KARACHI: After relying on estimates for more than 14 years, Pakistan is going to carry out a census of its livestock this year, officials have confirmed. 
Pakistan’s economy significantly relies on agricultural production, which in the previous fiscal year contributed 19 percent of the country’s gross domestic product (GDP), according to the finance ministry’s Economic Survey 2020-21. Livestock is its largest subsector having a 60 percent share in agriculture value addition.
More than 8 million rural families are engaged in livestock production and derive some 35-40 percent of their income from it. Gross value addition of livestock was Rs1.5 trillion in the fiscal year 2020-21.
Despite this huge contribution, no livestock census has been carried out since 2006.
“Pakistan Statistic Bureau has plans to conduct integrated census for Agriculture and Livestock during financial year 2021-22,” the Ministry of National Food Security and Research (MNFSR) has told Arab News.
While the Economic Survey 2020-21 recorded 51.5 million cattle, 42.4 million buffaloes, 80.3 million goats, 5.6 million donkeys, 400,000 horses and 200,000 mules, the figures are estimates based on the 1996-2006 inter-census growth rate which, experts argue, does not represent the country’s actual animal population growth. 

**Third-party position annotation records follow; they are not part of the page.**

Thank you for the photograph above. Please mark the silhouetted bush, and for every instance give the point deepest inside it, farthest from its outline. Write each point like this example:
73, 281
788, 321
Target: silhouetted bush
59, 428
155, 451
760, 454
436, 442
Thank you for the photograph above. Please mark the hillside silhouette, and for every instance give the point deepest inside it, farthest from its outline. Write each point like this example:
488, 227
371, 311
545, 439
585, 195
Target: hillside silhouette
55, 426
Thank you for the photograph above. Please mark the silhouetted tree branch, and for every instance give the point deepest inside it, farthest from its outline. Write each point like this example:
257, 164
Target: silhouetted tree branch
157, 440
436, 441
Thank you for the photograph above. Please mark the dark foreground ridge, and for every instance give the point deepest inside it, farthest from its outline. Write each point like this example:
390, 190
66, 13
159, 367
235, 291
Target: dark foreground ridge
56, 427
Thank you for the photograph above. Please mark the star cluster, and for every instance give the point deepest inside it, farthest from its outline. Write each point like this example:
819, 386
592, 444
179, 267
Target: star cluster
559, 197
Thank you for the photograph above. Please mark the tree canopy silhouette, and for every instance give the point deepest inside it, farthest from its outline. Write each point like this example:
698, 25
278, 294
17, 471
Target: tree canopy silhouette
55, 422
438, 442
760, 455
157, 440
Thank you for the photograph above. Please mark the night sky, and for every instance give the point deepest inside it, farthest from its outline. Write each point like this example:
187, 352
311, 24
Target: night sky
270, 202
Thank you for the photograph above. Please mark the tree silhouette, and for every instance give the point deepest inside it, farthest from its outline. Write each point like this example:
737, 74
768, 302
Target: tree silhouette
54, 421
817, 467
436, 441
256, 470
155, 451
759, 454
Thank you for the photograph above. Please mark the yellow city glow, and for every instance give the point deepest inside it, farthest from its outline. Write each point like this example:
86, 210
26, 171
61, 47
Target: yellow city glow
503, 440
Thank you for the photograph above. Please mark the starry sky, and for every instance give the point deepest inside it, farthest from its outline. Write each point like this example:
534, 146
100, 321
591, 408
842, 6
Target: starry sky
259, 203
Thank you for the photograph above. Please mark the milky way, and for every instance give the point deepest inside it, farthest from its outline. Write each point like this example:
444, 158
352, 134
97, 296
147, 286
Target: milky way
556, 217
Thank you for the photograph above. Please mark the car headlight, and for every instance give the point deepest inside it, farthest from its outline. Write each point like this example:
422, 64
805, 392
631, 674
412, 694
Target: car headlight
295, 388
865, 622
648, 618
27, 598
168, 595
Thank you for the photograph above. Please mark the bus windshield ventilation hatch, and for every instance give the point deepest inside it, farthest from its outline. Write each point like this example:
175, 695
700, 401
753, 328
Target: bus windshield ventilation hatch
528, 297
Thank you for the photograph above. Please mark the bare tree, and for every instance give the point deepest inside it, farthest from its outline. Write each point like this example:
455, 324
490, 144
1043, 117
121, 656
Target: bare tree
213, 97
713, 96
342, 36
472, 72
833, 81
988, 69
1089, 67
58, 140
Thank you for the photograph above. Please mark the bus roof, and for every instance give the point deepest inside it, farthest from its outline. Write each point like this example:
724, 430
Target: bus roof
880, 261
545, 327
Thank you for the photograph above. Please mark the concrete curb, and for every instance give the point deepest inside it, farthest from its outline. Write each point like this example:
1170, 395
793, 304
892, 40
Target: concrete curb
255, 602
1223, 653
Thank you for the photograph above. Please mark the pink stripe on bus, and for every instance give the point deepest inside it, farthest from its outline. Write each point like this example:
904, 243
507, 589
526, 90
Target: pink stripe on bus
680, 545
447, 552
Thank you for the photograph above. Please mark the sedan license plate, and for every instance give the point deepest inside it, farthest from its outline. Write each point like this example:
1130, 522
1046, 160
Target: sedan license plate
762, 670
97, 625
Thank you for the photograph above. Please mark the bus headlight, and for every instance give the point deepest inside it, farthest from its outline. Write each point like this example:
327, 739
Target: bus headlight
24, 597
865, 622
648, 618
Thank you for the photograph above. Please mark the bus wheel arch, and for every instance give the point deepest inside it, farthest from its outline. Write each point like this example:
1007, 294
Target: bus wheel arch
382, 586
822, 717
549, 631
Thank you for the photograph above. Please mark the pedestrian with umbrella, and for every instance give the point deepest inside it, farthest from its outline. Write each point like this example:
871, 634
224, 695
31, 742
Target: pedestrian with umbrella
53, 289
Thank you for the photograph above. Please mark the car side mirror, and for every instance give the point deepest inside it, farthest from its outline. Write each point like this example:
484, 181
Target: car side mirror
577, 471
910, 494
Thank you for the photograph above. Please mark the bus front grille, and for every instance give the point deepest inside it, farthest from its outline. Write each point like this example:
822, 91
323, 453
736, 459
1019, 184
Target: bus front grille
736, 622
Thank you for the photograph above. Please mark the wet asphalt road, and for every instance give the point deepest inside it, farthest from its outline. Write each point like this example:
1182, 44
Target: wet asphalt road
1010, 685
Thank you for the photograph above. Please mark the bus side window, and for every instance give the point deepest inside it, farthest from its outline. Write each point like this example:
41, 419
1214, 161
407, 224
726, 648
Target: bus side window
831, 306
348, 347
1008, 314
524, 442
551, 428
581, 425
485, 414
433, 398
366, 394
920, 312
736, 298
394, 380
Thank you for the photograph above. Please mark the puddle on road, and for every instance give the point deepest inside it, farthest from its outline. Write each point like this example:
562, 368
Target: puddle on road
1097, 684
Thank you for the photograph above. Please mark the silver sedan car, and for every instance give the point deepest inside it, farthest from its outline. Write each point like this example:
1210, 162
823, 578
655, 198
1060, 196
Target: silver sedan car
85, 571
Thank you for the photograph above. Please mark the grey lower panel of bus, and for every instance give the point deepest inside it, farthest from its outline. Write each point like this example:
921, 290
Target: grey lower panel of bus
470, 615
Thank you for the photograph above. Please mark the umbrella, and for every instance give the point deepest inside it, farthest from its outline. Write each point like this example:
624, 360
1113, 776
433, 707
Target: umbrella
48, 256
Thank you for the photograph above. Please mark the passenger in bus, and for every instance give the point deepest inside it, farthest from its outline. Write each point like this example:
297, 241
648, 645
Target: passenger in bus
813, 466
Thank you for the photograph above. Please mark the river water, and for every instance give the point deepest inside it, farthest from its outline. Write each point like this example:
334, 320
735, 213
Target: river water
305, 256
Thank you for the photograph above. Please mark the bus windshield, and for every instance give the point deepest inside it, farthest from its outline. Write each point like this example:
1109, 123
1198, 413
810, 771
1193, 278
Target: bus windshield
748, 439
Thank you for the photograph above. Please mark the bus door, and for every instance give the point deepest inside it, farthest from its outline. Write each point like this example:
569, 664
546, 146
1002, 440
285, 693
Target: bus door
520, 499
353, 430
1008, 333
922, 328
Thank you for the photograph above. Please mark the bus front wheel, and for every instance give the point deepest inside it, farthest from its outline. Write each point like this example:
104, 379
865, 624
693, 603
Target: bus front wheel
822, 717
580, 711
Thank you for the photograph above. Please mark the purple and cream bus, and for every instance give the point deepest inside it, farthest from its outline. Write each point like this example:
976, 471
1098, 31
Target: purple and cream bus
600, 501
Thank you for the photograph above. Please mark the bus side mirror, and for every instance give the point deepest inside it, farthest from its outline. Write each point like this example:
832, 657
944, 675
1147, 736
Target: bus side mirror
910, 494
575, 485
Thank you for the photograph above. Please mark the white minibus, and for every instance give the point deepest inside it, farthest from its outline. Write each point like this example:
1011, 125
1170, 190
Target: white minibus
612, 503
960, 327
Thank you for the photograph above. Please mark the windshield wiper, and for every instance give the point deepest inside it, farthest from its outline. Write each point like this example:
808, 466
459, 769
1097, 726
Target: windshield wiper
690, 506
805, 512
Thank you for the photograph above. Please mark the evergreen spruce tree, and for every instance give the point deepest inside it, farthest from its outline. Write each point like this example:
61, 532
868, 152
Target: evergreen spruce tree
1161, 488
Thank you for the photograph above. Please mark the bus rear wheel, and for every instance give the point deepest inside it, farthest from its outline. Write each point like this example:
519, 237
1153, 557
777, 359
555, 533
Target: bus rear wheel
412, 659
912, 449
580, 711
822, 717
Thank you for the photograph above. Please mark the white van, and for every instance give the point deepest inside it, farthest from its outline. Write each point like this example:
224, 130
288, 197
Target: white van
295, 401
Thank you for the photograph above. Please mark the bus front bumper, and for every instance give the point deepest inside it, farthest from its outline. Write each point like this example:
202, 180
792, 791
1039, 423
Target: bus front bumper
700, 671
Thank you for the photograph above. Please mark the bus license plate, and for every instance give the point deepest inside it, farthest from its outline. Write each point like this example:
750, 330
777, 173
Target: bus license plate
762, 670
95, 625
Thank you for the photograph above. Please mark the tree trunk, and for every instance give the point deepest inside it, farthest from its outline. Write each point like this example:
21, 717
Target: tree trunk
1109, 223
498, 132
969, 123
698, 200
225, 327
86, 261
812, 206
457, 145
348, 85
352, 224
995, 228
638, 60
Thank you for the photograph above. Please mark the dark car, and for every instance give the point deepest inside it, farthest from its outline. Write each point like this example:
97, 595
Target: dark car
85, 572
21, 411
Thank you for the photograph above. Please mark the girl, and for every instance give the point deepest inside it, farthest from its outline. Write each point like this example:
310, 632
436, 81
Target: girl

“No census has been conducted after 2006 but the estimates are being made while sitting in offices. That has no value,” Talat Naseer Pasha, vice chancellor of the University of Education, a public research university in Lahore, told Arab News.
For Dr. Jasir Aftab, a veterinary and husbandry analyst, policy making in the absence of actual data may be inaccurate and does not allow the sector to realize its growth and export potential.
“Due to lack of actual data the policy making and allocations for the animal related project could not be made properly,” he said. “That is why the country still could not harness the full potential of the country’s livestock.”